There are countless examples, but they are difficult for voters to locate. In 2014, Mr. Allen accepted a max contribution from the owner of PN Hoffman, a developer from McLean whose company secured approval to develop the Wharf shortly thereafter. In 2014 and 2018, Mr. Allen has received substantial and repeated campaign contributions from the executive team at Stanton, the developer that recently completed the Hine project in Eastern Market. Make no mistake, business executives are donating to Mr. Allen because they know their money will influence Council votes, dictate government priorities, secure taxpayer financing and lead to favorable zoning decisions. It should come as no surprise that Ward 6 is home to some of the most expensive new development in the city in recent years, most of which does not contain any truly affordable housing or provide any well-paying long-term jobs for members of our local community.

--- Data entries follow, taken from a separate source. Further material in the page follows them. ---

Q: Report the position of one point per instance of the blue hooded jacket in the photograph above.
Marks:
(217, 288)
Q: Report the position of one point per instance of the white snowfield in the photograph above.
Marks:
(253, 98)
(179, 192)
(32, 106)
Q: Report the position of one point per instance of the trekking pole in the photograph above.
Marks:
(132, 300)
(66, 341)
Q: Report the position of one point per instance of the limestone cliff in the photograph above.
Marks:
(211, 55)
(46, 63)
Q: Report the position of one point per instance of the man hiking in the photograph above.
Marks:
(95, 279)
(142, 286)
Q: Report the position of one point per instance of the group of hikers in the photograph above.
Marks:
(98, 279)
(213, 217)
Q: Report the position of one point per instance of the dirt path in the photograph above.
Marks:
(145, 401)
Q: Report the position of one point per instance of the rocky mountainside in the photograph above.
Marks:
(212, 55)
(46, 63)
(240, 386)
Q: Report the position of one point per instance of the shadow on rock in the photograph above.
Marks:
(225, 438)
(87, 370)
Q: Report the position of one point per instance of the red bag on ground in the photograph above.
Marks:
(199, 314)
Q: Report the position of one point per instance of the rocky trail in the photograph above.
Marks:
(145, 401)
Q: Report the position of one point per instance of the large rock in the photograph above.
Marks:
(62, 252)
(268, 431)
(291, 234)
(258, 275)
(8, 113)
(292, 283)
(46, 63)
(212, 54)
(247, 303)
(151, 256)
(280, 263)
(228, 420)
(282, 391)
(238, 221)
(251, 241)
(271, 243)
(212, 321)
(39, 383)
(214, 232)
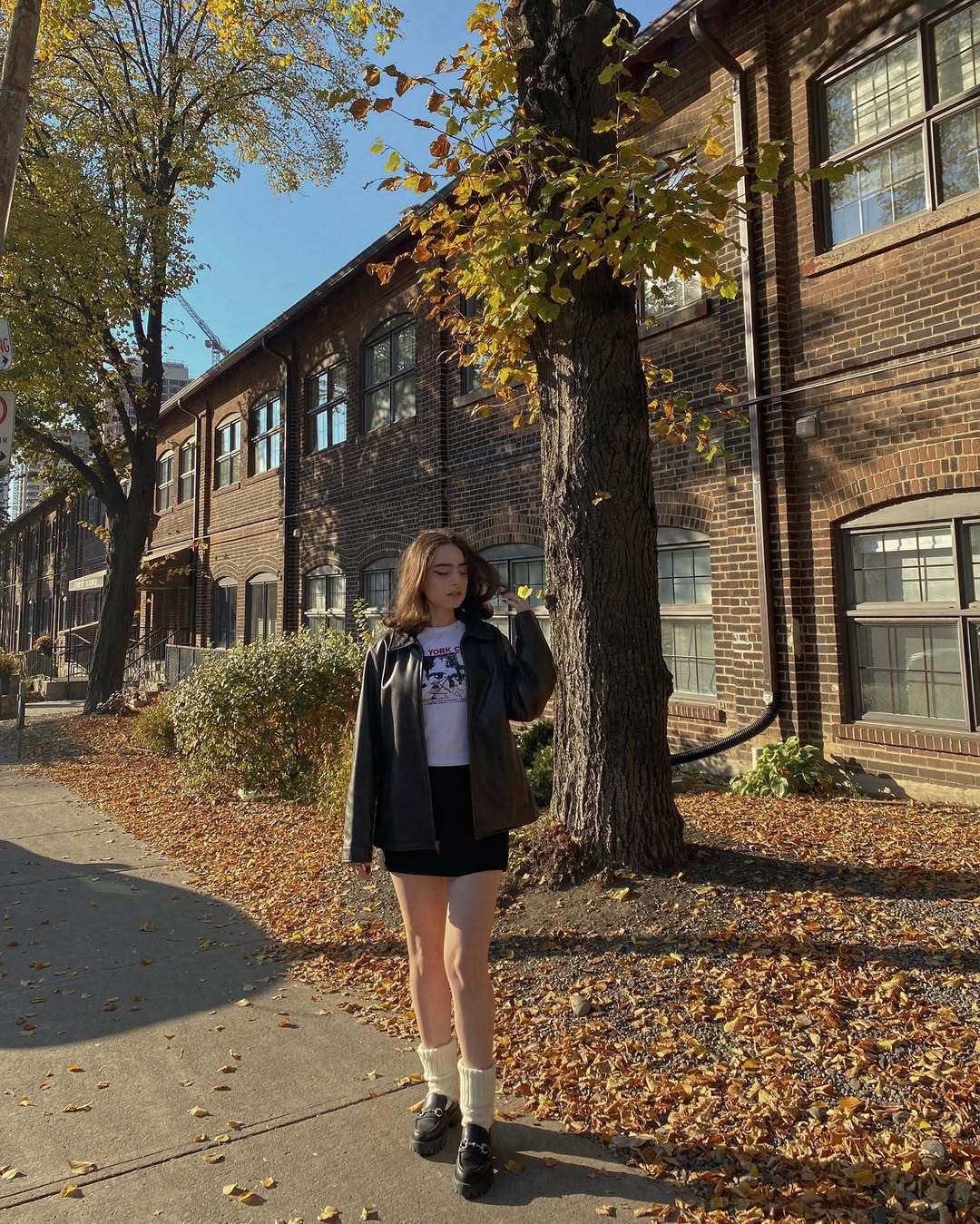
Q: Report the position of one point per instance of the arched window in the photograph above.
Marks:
(224, 612)
(165, 481)
(519, 564)
(906, 103)
(912, 596)
(227, 452)
(687, 631)
(389, 372)
(260, 607)
(324, 599)
(187, 472)
(379, 589)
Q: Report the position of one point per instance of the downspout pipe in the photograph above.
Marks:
(288, 379)
(756, 428)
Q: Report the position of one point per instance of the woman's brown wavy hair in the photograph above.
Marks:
(410, 612)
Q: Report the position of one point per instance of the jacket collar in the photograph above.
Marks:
(484, 630)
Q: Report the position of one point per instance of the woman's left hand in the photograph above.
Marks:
(515, 602)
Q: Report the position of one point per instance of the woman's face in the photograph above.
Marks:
(446, 579)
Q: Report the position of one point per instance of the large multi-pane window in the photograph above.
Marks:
(187, 466)
(913, 606)
(684, 589)
(260, 607)
(224, 612)
(165, 481)
(379, 589)
(909, 111)
(327, 407)
(324, 600)
(389, 372)
(661, 295)
(227, 452)
(519, 564)
(266, 435)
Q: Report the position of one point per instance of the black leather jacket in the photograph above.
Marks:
(389, 803)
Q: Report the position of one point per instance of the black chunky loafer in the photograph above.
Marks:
(435, 1119)
(474, 1173)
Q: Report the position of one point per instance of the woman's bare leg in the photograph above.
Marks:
(424, 901)
(473, 904)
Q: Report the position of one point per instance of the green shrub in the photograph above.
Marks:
(154, 726)
(530, 740)
(790, 768)
(541, 776)
(260, 716)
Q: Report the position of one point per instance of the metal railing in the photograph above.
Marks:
(181, 661)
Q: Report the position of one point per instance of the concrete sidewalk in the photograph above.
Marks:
(113, 962)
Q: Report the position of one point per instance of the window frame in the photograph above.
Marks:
(919, 24)
(388, 332)
(225, 584)
(231, 456)
(510, 554)
(263, 581)
(189, 476)
(965, 614)
(267, 441)
(315, 407)
(164, 494)
(330, 611)
(681, 540)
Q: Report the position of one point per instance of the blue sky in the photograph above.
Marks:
(266, 251)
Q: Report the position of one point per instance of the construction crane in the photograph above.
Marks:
(217, 349)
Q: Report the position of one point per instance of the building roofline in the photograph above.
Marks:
(289, 316)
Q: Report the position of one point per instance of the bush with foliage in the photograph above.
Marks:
(154, 726)
(262, 716)
(790, 768)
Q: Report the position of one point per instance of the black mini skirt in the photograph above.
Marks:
(460, 851)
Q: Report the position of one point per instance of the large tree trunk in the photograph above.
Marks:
(612, 778)
(129, 524)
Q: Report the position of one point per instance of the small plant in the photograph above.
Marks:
(530, 740)
(541, 776)
(154, 726)
(790, 768)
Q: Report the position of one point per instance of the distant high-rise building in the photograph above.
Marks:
(176, 375)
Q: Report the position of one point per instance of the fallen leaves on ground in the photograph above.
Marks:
(788, 1027)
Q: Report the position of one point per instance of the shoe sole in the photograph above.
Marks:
(429, 1147)
(474, 1189)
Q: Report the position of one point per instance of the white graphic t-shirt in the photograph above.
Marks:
(445, 695)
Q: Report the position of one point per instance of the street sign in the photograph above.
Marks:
(6, 426)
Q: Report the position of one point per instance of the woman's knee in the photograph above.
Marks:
(466, 970)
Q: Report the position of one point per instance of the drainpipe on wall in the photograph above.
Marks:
(758, 437)
(288, 381)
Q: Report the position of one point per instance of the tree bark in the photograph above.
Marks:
(18, 64)
(612, 769)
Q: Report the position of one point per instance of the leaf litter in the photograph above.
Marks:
(789, 1027)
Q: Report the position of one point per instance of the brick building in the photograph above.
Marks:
(828, 571)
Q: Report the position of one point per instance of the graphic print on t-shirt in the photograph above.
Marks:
(443, 676)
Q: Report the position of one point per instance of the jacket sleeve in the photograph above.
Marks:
(529, 672)
(362, 793)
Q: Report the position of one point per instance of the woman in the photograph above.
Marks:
(437, 784)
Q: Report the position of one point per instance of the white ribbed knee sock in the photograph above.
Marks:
(439, 1069)
(477, 1090)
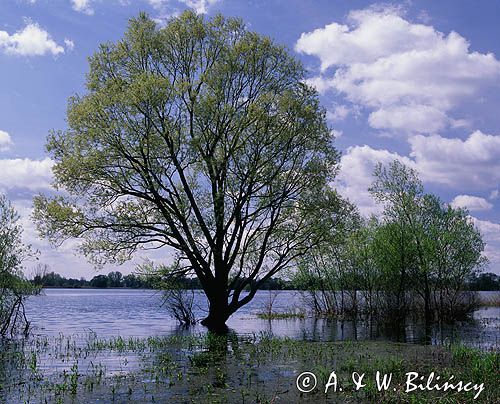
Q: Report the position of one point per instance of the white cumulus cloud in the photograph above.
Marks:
(409, 76)
(33, 175)
(473, 203)
(30, 41)
(5, 141)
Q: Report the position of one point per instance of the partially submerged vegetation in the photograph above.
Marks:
(14, 288)
(230, 369)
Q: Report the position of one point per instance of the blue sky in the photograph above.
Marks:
(415, 80)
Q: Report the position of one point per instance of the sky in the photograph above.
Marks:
(416, 81)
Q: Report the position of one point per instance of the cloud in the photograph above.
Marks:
(33, 175)
(5, 141)
(83, 6)
(465, 165)
(30, 41)
(339, 112)
(409, 76)
(199, 6)
(356, 175)
(473, 203)
(473, 163)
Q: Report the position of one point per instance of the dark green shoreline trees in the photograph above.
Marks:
(201, 137)
(417, 258)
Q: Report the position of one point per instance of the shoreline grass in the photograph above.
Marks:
(256, 368)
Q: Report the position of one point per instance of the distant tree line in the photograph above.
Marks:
(114, 279)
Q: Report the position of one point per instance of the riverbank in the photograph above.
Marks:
(259, 369)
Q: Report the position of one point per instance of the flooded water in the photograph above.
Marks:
(138, 313)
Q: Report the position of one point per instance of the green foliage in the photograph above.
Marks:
(14, 289)
(417, 257)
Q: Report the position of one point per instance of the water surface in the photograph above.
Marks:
(138, 313)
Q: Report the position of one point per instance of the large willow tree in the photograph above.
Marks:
(202, 137)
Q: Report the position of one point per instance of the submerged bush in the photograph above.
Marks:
(14, 288)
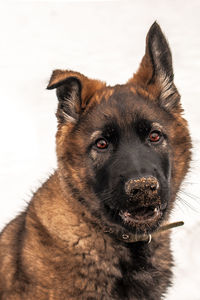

Some have proposed prohibiting companies that do business with the city from making campaign contributions. This sounds like good policy on its face, but doing so would further incentivize donations from individuals who are involved in the business. An example of this abuse would be a candidate who commits to not taking his or her $500 from the Trump Organization, but quietly takes money from Eric, Don Jr, Ivanka, Jared and Tiffany, for a total of $2,500, none of which would captured as a contribution from a business entity under current law. This is why the additional mandatory disclosure requirements I am proposing are absolutely necessary.

It’s simple: voters deserve easy access to information about any individual donor who is seeking to conduct meaningful business in their community, because these people wield as much influence on Councilmembers as their businesses, if not more so. Most of these people do not live in DC, so understanding who they are and why they might be donating is the least we should be doing if we truly care about reforming our campaign finance laws and returning influence to the people, where it belongs. We cannot by law prohibit donations from these individuals, but courts have held that we can require transparency by making disclosure of their donations and business relationships mandatory. 

Absent some deterrent that would keep DC Councilmembers from taking tens of thousands of dollars from business owners and executives without paying a political price for doing so, our system encourages pay-for-play politics. Mandatory disclosure would not prohibit politicians from taking money from business interests, but it will give voters a fighting chance to understand who is trying to influence our elections, and decide whether they’re ok with it.

Increased transparency is in the best interest of our community and our government, so it’s time to elect leaders who will truly support reforms that get us there. Truly progressive cities have already implemented these disclosure requirements, so there is no reason for further delay in DC if our elected officials are truly interested in reforming our campaign finance laws so they work for the people of our city.